In this tutorial, we will learn how to make line plot or time series plot using Pandas in Python. Pandas’ plotting capabilities are great for quick exploratory data visualisation. Time Series plot is a line plot with date on y-axis.
Let us load the packages needed to make line plots using Pandas.
import pandas as pd import numpy as np from vega_datasets import data import matplotlib.pyplot as plt
We will use weather data for San Francisco city from vega_datasets to make line/time-series plot using Pandas.
# San Francisco Weather data from vega_datasets sf_temps =data.sf_temps() sf_temps.head()
The weather data contains two variable; temperature and date. We have temperature data for every hour of the day and is given as timestamp variable.
temp date 0 47.8 2010-01-01 00:00:00 1 47.4 2010-01-01 01:00:00 2 46.9 2010-01-01 02:00:00 3 46.5 2010-01-01 03:00:00 4 46.0 2010-01-01 04:00:00
Pandas plot() function enables us to make a variety of plots right from Pandas. Let us try to make a simple plot using plot() function directly using the temp column.
sf_temps['temp'].plot()
Our first attempt to make the line plot does not look very successful. We get a plot with band for every x-axis values.
The reason is that our data frame contains temperature data for every hour in day and it changes over a data. By trying to make line plot with all the data we get a band showing the minimum and maximum temperature for every data. Also note that since directly plotted we get indices on x-axis not date.
Let us format our data so that we can make line plots with data point for each day.
Let us first remove the hours/secons information from the date variable. To do that we convert the datestamp format data to simply date format. And now we have only dates on date column.
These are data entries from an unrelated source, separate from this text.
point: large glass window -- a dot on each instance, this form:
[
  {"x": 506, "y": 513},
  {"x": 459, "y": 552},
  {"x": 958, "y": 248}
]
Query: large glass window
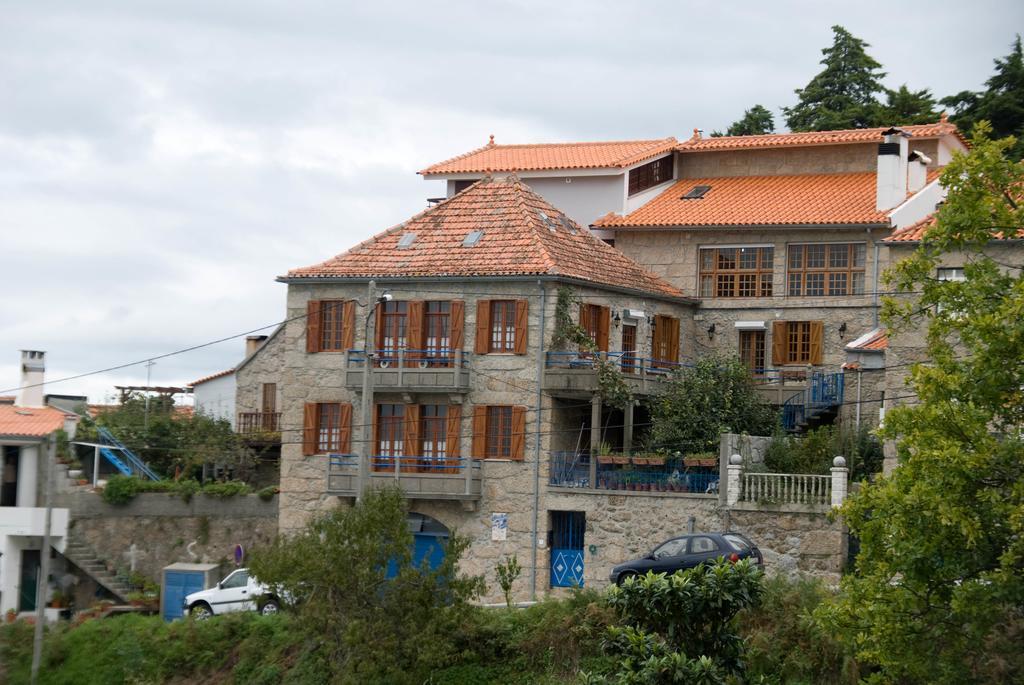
[
  {"x": 825, "y": 269},
  {"x": 736, "y": 271}
]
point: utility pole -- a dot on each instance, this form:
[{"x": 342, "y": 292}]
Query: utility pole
[{"x": 44, "y": 567}]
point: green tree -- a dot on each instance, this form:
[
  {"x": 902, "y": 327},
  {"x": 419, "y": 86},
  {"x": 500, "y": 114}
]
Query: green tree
[
  {"x": 756, "y": 121},
  {"x": 682, "y": 628},
  {"x": 699, "y": 402},
  {"x": 1001, "y": 103},
  {"x": 909, "y": 106},
  {"x": 844, "y": 94},
  {"x": 371, "y": 629},
  {"x": 938, "y": 594}
]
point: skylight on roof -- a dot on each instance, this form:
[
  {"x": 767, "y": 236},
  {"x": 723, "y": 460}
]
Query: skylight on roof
[{"x": 696, "y": 193}]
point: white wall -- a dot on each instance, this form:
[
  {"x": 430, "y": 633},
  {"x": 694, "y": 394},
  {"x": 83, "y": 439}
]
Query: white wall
[{"x": 216, "y": 398}]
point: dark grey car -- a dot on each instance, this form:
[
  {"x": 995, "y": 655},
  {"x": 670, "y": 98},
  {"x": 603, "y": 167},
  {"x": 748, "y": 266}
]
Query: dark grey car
[{"x": 688, "y": 551}]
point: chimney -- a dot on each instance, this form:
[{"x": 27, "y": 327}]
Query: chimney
[
  {"x": 33, "y": 370},
  {"x": 891, "y": 181},
  {"x": 253, "y": 343},
  {"x": 916, "y": 174}
]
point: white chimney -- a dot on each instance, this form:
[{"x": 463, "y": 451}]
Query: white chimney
[
  {"x": 33, "y": 370},
  {"x": 916, "y": 174},
  {"x": 891, "y": 183}
]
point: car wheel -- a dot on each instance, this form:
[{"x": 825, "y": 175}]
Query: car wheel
[{"x": 201, "y": 611}]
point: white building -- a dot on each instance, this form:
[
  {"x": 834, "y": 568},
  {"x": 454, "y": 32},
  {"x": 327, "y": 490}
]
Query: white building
[{"x": 28, "y": 450}]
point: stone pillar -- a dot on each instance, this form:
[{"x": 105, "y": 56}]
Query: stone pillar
[
  {"x": 28, "y": 475},
  {"x": 732, "y": 483},
  {"x": 839, "y": 480},
  {"x": 595, "y": 436}
]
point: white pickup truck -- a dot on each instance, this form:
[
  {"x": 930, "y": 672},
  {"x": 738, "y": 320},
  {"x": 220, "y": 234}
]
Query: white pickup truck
[{"x": 238, "y": 592}]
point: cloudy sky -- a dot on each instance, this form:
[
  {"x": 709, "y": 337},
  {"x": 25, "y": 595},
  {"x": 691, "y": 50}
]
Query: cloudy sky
[{"x": 161, "y": 163}]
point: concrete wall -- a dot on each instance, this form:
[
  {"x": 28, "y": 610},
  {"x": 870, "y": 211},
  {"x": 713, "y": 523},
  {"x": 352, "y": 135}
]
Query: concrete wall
[
  {"x": 163, "y": 529},
  {"x": 216, "y": 397}
]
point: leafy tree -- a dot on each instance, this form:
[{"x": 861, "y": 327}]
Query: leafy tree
[
  {"x": 1001, "y": 103},
  {"x": 842, "y": 95},
  {"x": 370, "y": 628},
  {"x": 756, "y": 121},
  {"x": 909, "y": 106},
  {"x": 715, "y": 395},
  {"x": 938, "y": 594},
  {"x": 681, "y": 628}
]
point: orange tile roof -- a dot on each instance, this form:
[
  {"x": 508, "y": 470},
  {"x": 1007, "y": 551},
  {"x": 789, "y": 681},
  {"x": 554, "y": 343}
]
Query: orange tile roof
[
  {"x": 522, "y": 236},
  {"x": 30, "y": 421},
  {"x": 873, "y": 341},
  {"x": 211, "y": 377},
  {"x": 611, "y": 155},
  {"x": 696, "y": 144},
  {"x": 760, "y": 201}
]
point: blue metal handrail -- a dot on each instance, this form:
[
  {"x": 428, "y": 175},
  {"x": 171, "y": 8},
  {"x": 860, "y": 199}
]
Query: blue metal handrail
[{"x": 134, "y": 464}]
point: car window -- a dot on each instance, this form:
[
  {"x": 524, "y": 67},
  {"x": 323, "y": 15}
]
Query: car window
[
  {"x": 737, "y": 543},
  {"x": 237, "y": 580},
  {"x": 673, "y": 548},
  {"x": 701, "y": 545}
]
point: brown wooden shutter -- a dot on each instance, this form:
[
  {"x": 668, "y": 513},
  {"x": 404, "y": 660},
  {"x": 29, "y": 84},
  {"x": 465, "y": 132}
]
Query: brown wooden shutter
[
  {"x": 458, "y": 324},
  {"x": 348, "y": 325},
  {"x": 482, "y": 327},
  {"x": 411, "y": 448},
  {"x": 817, "y": 341},
  {"x": 479, "y": 431},
  {"x": 415, "y": 332},
  {"x": 603, "y": 322},
  {"x": 521, "y": 326},
  {"x": 312, "y": 327},
  {"x": 345, "y": 434},
  {"x": 518, "y": 432},
  {"x": 453, "y": 438},
  {"x": 309, "y": 417},
  {"x": 778, "y": 343}
]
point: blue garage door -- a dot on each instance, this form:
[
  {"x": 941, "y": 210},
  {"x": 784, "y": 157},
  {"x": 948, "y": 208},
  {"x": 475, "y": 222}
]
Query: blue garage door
[{"x": 176, "y": 586}]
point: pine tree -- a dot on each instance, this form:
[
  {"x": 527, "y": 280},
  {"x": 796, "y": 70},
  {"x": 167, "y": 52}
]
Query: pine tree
[
  {"x": 1001, "y": 103},
  {"x": 909, "y": 106},
  {"x": 756, "y": 121},
  {"x": 843, "y": 95}
]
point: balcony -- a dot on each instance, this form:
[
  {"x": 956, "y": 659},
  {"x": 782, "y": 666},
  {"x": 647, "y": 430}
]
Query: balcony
[
  {"x": 259, "y": 426},
  {"x": 411, "y": 370},
  {"x": 419, "y": 477},
  {"x": 576, "y": 373}
]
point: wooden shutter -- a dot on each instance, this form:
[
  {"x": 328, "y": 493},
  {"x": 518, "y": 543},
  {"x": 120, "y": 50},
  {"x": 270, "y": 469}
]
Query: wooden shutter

sf_temps['date']=sf_temps['date'].dt.date sf_temps.head() temp date 0 47.8 2010-01-01 1 47.4 2010-01-01 2 46.9 2010-01-01 3 46.5 2010-01-01 4 46.0 2010-01-01
Let us compute minimum and maximum temperatures for each day using Pandas groupby() function followed by agg() function.
df = sf_temps.groupby('date').agg(['min','max'])
And we get minimum and maximum temperature for each day.
df.head() temp min max date 2010-01-01 45.8 53.3 2010-01-02 46.0 53.4 2010-01-03 46.1 53.5 2010-01-04 46.1 53.6 2010-01-05 46.1 53.8
Now the dataframe is multi-indexed, so we will flatten the multi-index dataframe to make a dataframe with columns using Pandas functions; droplevel() and reset_index().
df.columns=df.columns.droplevel(0) df.reset_index(level=0, inplace=True) df.head() date min max 0 2010-01-01 45.8 53.3 1 2010-01-02 46.0 53.4 2 2010-01-03 46.1 53.5 3 2010-01-04 46.1 53.6 4 2010-01-05 46.1 53.8
Now we have the data as we needed to make line plots and time series plots.
Let us first try the basic line plot as our first attempt, but this time with minimum temperature from the new data frame df.
df['min'].plot()
We get the simple line plot without any axis labels and index on x-axis.
Now, let us try to make a time plot with minimum temperature on y-axis and date on x-axis. We can use plot() function directly on the dataframe and specify x and y axis variables.
Let us also add axis labels using Matplotlib.pyplot options separately. It is possible to use lot of matplotlib features directly from Pandas plot function. However, for the sake of simplicity we are not using that feature.
df.plot(x="date",y="min") plt.xlabel("Date",size=16) plt.ylabel("Temp",size=16) plt.title("San Francisco Min Temp", size=18)
And we get time series plot with date on x-axis instead of indices.
We can rotate x-axis ticks using the argument rot=45. In this example, we rotate to 45 degree.
df.plot(x="date",y="min", rot=45) plt.xlabel("Date",size=16) plt.ylabel("Temp",size=16) plt.title("San Francisco Min Temp", size=18)
Now our time-series plot is more legible.
With Pandas plot() function we can plot multiple variables in a time series plot easily. In our data set we have two variables, min and maximum temperature.
We can us it to illustrate Pandas plot() function’s capability make plote with multiple variables.
We just need to call plot() function on the data frame directly.
df.plot(rot=45) plt.xlabel("Date",size=16) plt.ylabel("Temp",size=16) plt.title("San Francisco Weather", size=24)
Pandas plot() function has made a line plot plot with both min and max temperature nicely in different colors. However, note that we have indices on x-axis.
We can change the x-axis to date and make a time-series plot. To do that we will first reset the index of the data frame with our date variable. Now our dataframe data as index and we can call plot() directly to make time series plot.
df.set_index('date').plot(rot=45) plt.xlabel("Date",size=16) plt.ylabel("Temp",size=16) plt.title("San Francisco Weather", size=18)
And now we have the time series plot with multiple variables using Pandas.